One thing you’ve noticed that has changed about privacy since you’ve started
I have notice two big changes since I started:
- When I first started, there weren’t many privacy rules in the US. The main “privacy” issues that people worried about were GLBA and Europe – that was it. Now we have new developments in regulations, expectations, and best practices every year. The amount of regulations out there for privacy has changed enormously.
- Today everyone has heard of privacy, but when I first started most organizations, especially those not in highly regulated industries, had never heard of it. Now almost all companies think about privacy and have people dedicated to privacy. Today privacy has evolved into a real field now, as opposed to something that companies never really thought about.

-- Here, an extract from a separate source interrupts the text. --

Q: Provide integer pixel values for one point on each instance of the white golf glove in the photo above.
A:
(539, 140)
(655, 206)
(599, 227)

Advice for new privacy practitioners
Privacy is a fun, fast changing challenging field. I highly recommend it because it is one of the few fields that touches upon every part of a company’s activities. A privacy professional has opportunities to talk to marketing, legal, corporate communications, product, security and more. That’s a lot of fun and a lot of responsibility. Having said that, I would give this advice: don’t be afraid to do outreach across the entire organization, because everyone has a stake in the game.
Margaret has more than 15 years of Privacy experience, much of that at the VP level. She started out in the consulting world, managing a privacy boutique firm’s consulting organization, Privacy Council. She scoped, bid, planned, resourced, managed, and in some cases performed hands-on for EU, HIPAA, GLBA, COPPA, and Web site privacy projects. She is IAPP certified for basic, Government, Program Management, and Canadian privacy, she has covered a broad range of data stewardship issues in the US, India, EU, Australia, and Canada.
Most recently employed as a Senior Privacy Manager for Intuit, as well as Intuit’s Canadian Privacy Officer, Margaret helped create privacy sensitive strategies, business models, and products. She also has set up and managed privacy by design and privacy compliance programs in both the technology realm as well as for specific sets of rules, such as HIPAA, 7216, Safe Harbor, and GLBA.